Class CbclReader

  • All Implemented Interfaces:
    htsjdk.samtools.util.CloseableIterator<CbclData>, Closeable, AutoCloseable, Iterator<CbclData>

    public class CbclReader
    extends BaseBclReader
    implements htsjdk.samtools.util.CloseableIterator<CbclData>
    ------------------------------------- CBCL Header ----------------------------------- Bytes 0 - 1 Version number, current version is 1 unsigned 16 bits little endian integer Bytes 2 - 5 Header size unsigned 32 bits little endian integer Byte 6 Number of bits per basecall unsigned Byte 7 Number of bits per q-score unsigned

    q-val mapping info Bytes 0-3 Number of bins (B), zero indicates no mapping B pairs of 4 byte values (if B > 0) {from, to}, {from, to}, {from, to} from: quality score bin to: quality score

    Number of tile records unsigned 32bits little endian integer

    gzip virtual file offsets, one record per tile Bytes 0-3: tile number Bytes 4-7 Number of clusters that were written into the current block (required due to bit-packed q-scores) unsigned 32 bit integer

    Bytes 8-11 Uncompressed block size of the tile data (useful for sanity check when excluding non-PF clusters) unsigned 32 bit integer

    Bytes 12-15 Compressed block size of the tile data unsigned 32 bit integer

    non-PF clusters excluded flag 1: non-PF clusters are excluded 0: non-PF clusters are included

    ------------------------------------- CBCL File Content -----------------------------------

    N blocks of gzip files, where N is the number of tiles.

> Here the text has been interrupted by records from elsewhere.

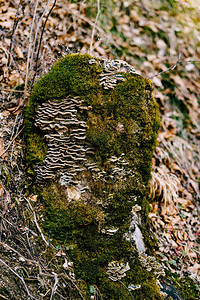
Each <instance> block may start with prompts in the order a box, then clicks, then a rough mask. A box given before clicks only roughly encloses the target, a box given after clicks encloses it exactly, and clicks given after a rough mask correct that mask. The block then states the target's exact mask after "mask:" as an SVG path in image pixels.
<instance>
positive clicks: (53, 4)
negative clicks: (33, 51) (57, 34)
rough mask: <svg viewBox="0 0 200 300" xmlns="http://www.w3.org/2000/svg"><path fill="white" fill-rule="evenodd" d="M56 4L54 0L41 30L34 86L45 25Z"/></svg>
mask: <svg viewBox="0 0 200 300" xmlns="http://www.w3.org/2000/svg"><path fill="white" fill-rule="evenodd" d="M55 5H56V0H54V3H53V5H52V7H51V9H50V10H49V12H48V14H47V17H46V20H45V22H44V25H43V28H42V32H41V36H40V41H39V46H38V51H37V56H36V63H35V68H34V69H35V73H34V76H33V80H32V86H33V84H34V81H35V76H36V72H37V67H38V59H39V53H40V48H41V44H42V37H43V34H44V29H45V26H46V23H47V21H48V18H49V16H50V14H51V12H52V10H53V9H54V7H55Z"/></svg>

    Each block consists of C number of basecall, quality score pairs where C is the number of clusters for the given tile.

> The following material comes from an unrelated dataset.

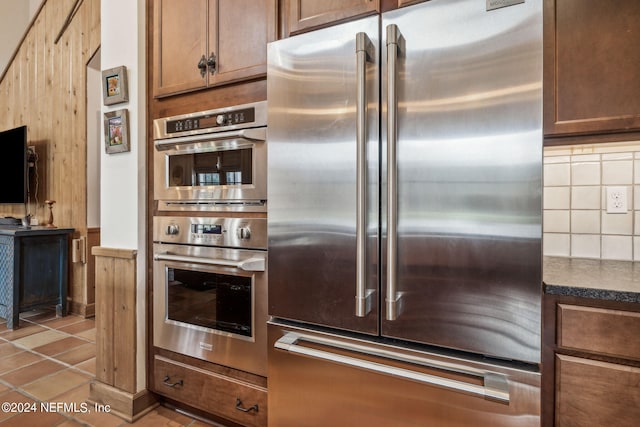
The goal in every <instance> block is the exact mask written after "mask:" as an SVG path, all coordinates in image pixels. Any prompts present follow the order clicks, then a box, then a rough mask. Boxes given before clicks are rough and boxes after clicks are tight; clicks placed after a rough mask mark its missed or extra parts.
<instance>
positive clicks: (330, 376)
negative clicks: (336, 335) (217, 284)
mask: <svg viewBox="0 0 640 427" xmlns="http://www.w3.org/2000/svg"><path fill="white" fill-rule="evenodd" d="M269 343H270V347H269V371H268V376H269V425H270V426H273V427H275V426H278V427H286V426H295V427H301V426H310V427H311V426H318V425H354V426H360V425H362V426H365V425H366V426H367V427H371V426H384V427H387V426H390V425H393V426H394V427H400V426H418V425H421V426H422V425H434V426H435V425H437V426H439V427H443V426H444V427H446V426H460V427H462V426H470V425H473V426H491V427H495V426H505V427H514V426H516V427H525V426H532V427H533V426H536V427H538V426H539V425H540V374H539V373H537V372H529V371H524V370H519V369H512V368H509V367H504V366H495V365H488V364H483V363H478V362H472V361H465V360H462V359H453V358H449V357H445V356H442V355H434V354H424V353H420V352H416V351H409V350H406V349H400V348H398V352H397V355H396V352H395V351H394V349H395V348H394V347H390V346H382V345H379V344H375V343H368V342H366V341H358V340H351V339H346V338H344V337H340V336H334V335H330V334H325V333H320V332H317V331H311V330H306V329H300V328H297V327H292V326H284V325H279V324H277V322H272V323H271V324H270V325H269ZM396 356H397V357H396Z"/></svg>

    Each basecall, quality score pair has the following format (assuming 2 bits are used for the basecalls): Bits 0-1: Basecalls (respectively [A, C, G, T] for [00, 01, 10, 11]) Bits 2 and up: Quality score (unsigned Q bit little endian integer where Q is the number of bits per q-score). For a two bit quality score, this is two clusters per byte where the bottom 4 bits are the first cluster and the higher 4 bits are the second cluster.